Saturday, April 23, 2005

The Church and the Radicals II

The Catholic Church seems in danger of falling into the same trap the radical Left has been in for more than a generation now. There's no sense in talking about how to make things better with an incremental, policy by policy ameliorative agenda. Those things only make "The System" work better, and it is "The System" that is the problem. "Abbie Hoffman contemptuously dismissed 'political revolution' on the grounds that politics merely 'breeds organizers.'" So working for a more equitable health care system, progressive taxation, an excellent public education sector, or social and economic justice were all dismissed as mere band-aids on a corrupt system not worth saving.

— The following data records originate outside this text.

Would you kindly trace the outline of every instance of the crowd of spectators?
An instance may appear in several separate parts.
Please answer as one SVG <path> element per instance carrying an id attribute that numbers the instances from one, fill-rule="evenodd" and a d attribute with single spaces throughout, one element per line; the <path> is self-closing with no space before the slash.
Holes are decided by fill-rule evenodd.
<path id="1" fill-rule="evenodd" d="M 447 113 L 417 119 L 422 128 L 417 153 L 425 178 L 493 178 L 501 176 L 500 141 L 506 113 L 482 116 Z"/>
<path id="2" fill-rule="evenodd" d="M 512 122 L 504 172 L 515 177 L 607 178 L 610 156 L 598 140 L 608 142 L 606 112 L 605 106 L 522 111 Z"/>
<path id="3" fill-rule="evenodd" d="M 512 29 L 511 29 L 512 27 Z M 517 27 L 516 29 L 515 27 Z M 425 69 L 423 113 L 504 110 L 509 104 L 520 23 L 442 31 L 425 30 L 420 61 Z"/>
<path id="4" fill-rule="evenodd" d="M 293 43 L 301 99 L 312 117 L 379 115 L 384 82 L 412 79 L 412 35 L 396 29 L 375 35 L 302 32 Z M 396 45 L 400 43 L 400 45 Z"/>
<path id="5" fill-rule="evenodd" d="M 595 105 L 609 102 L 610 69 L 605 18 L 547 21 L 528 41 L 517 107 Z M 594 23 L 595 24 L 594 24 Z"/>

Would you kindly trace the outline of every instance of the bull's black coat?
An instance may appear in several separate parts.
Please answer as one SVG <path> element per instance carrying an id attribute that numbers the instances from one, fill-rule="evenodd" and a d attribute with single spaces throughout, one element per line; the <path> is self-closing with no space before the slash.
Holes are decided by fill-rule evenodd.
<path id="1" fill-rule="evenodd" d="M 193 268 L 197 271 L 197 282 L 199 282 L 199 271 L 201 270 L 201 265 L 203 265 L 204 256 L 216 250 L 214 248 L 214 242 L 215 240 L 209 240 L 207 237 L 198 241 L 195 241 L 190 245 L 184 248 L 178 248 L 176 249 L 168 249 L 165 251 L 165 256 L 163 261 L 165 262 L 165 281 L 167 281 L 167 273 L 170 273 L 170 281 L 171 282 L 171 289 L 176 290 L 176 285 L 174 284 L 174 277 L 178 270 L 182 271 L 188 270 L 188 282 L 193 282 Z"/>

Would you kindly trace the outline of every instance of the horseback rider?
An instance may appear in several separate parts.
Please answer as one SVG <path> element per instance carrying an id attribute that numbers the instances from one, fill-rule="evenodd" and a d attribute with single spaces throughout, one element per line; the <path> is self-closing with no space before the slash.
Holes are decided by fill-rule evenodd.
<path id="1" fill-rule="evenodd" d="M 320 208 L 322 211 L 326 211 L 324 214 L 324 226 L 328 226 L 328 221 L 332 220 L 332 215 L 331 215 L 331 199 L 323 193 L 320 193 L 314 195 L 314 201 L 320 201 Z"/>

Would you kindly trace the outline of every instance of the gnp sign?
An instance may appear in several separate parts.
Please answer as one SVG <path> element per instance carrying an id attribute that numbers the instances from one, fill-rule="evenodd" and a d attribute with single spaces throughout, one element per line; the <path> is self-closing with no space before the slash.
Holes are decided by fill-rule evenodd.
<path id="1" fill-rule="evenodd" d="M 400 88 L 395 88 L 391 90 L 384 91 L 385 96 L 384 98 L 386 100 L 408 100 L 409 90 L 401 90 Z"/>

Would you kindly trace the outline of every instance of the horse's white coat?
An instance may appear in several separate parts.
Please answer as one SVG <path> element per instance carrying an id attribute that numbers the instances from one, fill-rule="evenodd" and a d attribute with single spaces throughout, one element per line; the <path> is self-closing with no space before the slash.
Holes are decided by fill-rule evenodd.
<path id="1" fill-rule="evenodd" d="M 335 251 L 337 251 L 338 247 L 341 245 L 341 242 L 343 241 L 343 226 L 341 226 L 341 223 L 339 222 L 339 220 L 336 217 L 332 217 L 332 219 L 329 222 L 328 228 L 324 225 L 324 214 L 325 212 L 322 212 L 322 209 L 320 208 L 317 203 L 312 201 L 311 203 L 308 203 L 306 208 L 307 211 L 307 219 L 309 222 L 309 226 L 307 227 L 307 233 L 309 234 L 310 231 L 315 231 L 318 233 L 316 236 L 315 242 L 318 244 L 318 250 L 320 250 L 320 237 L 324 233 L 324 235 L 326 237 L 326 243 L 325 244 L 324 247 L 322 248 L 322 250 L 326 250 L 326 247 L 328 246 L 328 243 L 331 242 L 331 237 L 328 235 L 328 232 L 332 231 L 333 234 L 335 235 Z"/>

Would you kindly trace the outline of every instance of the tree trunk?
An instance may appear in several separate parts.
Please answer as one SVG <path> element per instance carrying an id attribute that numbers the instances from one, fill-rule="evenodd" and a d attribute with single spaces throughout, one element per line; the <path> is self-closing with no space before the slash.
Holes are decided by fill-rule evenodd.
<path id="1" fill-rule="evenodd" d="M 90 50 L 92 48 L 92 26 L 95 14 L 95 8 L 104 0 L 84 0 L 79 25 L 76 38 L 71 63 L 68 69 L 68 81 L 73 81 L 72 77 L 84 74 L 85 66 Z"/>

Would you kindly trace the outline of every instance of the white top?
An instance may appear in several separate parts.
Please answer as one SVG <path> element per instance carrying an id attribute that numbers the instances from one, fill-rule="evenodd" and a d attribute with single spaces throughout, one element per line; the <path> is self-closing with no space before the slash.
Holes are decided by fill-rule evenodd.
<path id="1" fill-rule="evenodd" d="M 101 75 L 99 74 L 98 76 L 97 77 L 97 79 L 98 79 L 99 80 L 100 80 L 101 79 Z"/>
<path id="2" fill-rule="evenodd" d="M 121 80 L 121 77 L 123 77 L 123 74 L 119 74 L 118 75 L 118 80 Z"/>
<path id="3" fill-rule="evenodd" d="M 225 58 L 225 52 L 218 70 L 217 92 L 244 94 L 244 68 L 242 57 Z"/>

Substitute "The Modern World" for "The System" and you see a very similar way of thinking among Vatican elites. They become less and less capable of participating in any kind of rational discussion about how to deal with problems like the population explosion, AIDS, or the dilemmas posed by advances in medical technology. Their contempt for the entire post-Enlightenment world is such that one suspects they don't mind it a bit if these problems continue to rage -"Burn, Baby Burn!"- because it only hastens the day when the world sees the error of its ways and comes back to them. The same applies to geopolitics. Why would the difficult, grueling project of transforming an Iraqi society that had suffered under fascism into a democratic state be worth it if Liberal democratic states and fascist states were not fundamentally different in kind? If the two were essentially morally equivalent, the war would, indeed, be indefensible, wouldn't it?